Python/Pandas Time Series problem

Discussion in 'App Development' started by sle, Oct 3, 2017.

  1. sle

    sle

    So I have a collection of time series from a few different global locations and all have time stamps based on the local time (US/Easters, US/Central, EU/London etc). I need to merge them all into a single data frame with consistent time stamps (my preference is US/Eastern since it's more intuitive to me). So I do
    dfCME = dfCME.tz_localize('US/Central').tz_convert('US/Eastern')
    dfEurex = dfCME.tz_localize('EU/London').tz_convert('US/Eastern')
    it seems to work, I get time stamps that look like
    '10:30:00-05:00'
    However, when I try to merge the two series it gets all fucked up. I tried the same process on a sample data set and it seems to work ok. What could I be doing wrong?
     
  2. How are you merging them ? try inner join if you want them in one entry per line like: instrument1 instrument2 timestamp so this will capture only if they both have data during that timestamp or you can use outer join if you just want everything. I found joins to work better for this type of operations...
     
  3. sle

    sle

    I use concat with axis=1 so they get aligned. Ideally, I'd like to get everything but with separate column per instrument. E.g. this works fine on two fake files, but seems to fail in real life:

    Code:
    import pandas as pd
    
    a = pd.read_csv('a.csv')
    b = pd.read_csv('b.csv')
    a = a.set_index(pd.DatetimeIndex(a['timestamp'])).sort_index()
    b = b.set_index(pd.DatetimeIndex(b['timestamp'])).sort_index()
    del a['timestamp']
    del b['timestamp']
    a = a.tz_localize('US/Central').tz_convert('US/Eastern')
    b = b.tz_localize('US/Eastern')
    #a = a.between_time('08:30:00', '16:30:00')
    b = b.between_time('09:30:00', '16:30:00')
    
    c = pd.concat([a,b], axis=1).between_time('08:30:00', '16:30:00')
    
    the output is as expected:
    Code:
    
    data data
    2017-09-13 08:30:00-04:00 64 NaN
    2017-09-13 09:00:00-04:00 65 NaN
    2017-09-13 09:30:00-04:00 66 68.0
    2017-09-13 10:00:00-04:00 67 69.0
    2017-09-13 10:30:00-04:00 68 70.0
    2017-09-13 11:00:00-04:00 69 71.0
    2017-09-13 11:30:00-04:00 70 72.0
    2017-09-13 12:00:00-04:00 71 73.0
    2017-09-13 12:30:00-04:00 72 74.0
    2017-09-13 13:00:00-04:00 73 75.0
    2017-09-13 13:30:00-04:00 74 76.0
    2017-09-13 14:00:00-04:00 75 77.0
    
     
  4. Try something like this: pd.merge(a, b, on='index', how='outer')
     
  5. sle

    sle

    how is that different from a.join(b, how='outer')?

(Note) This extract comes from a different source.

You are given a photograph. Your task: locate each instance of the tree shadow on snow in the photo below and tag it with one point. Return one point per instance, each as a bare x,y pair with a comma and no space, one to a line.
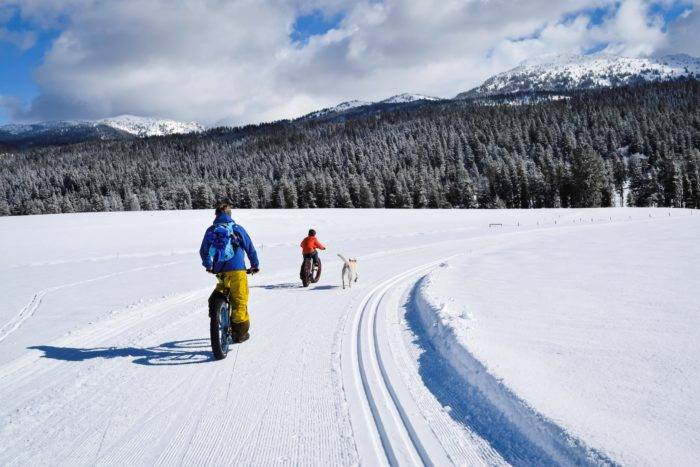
469,406
185,352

    PS. I have switched to python/pandas from R and seem to bump into these difficulties once in a blue moon
     
  6. well this is probably not too different other then the fact that you do not explicitly specify index. Combination of a join usually works for me, you might have to play with it. Yeah both R and python have their little annoyances.
     
  7. ofthomas

    ofthomas

    why not wrangle your data and switch it all to UTC and then work with those new files? might be simpler and faster to just script the conversion and remove that logic from the analysis phase.
     
  8. sle

    sle

    I find EST most intuitive for me - I know what opens when etc.
     
  9. This is how I store all of my data inside Postgres -- I just use epoch time and then when I use the data, I convert into whatever timezone I am interested in. Epoch time is naturally UTC so it works wonderfully. I've fucked up too many times when trying to store time in one specific timezone and then try converting to another after the fact.